Mon record, c’est 37 minutes. À rester là, suspendue au pommier, la tête à l’envers. Mais je suis encore loin d’avoir atteint mon but. David Blaine a tenu 60 heures la tête à l’envers, à Central Park. Trois jours et deux nuits, attaché à un câble d’acier. Les yeux lui sortaient de la tête, il aurait pu devenir aveugle. Le problème, c’est pas seulement que le sang afflue dans la tête ; les organes écrasent tellement les poumons qu’on suffoque. En plus, au bout d’un moment on a des fourmis dans les jambes, vu qu’elles se sont vidées de leur sang. Au total, c’est pas le truc le plus agréable qui soit. D’ailleurs, c’est une méthode de torture, aussi. Et c’est justement pour ça que je dois m’entraîner. Il est pas du tout improbable que je sois torturée un de ces jours.
Il fait gris et froid aujourd’hui, en dessous de zéro certainement. Mon t-shirt a glissé jusqu’à ma poitrine, je sens la peau nue de mon ventre et de mes bras qui se tend, et j’entends le vent aussi fort que si j’avais poussé des cotons-tiges jusqu’au fond de mes oreilles. Mais je peux résister et c’est bien de ça qu’il s’agit, résister. Quand on sait résister, on n’a rien à craindre.

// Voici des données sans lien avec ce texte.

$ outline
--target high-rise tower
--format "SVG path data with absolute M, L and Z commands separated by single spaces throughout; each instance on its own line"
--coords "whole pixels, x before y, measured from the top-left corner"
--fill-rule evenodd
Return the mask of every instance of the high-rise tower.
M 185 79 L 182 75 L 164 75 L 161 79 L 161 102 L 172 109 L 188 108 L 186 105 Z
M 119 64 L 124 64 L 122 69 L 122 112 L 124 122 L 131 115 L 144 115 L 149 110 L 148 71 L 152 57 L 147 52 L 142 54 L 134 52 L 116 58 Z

Je sens presque plus mes jambes. Faut prendre quelques élans en poussant bien fort. Faire un demitour en tombant pour pas me casser le cou ni atterrir à quatre pattes comme une parfaite abrutie. Parfois je monte debout sur la branche et je m’élance dans un salto arrière. Un truc facile. D’autres vous diraient pourtant le contraire. L’autre jour, en EPS, je voulais sauter à partir de la dernière barre des espaliers et mon prof est devenu très énervé. Il avait la tête rouge comme une tomate, à peu près la même couleur que son horrible pantalon de jogging et il s’est mis à hurler : “Redescends de là, et tout de suite, petite !” Comme si je voulais nous rendre tous malheureux. Il exagère, en vrai. Je l’ai sûrement fait mille fois dans le jardin chez nous et ça rendait personne malheureux. Bon, en vrai, y avait personne d’heureux, mais qui est heureux dans cette ville ?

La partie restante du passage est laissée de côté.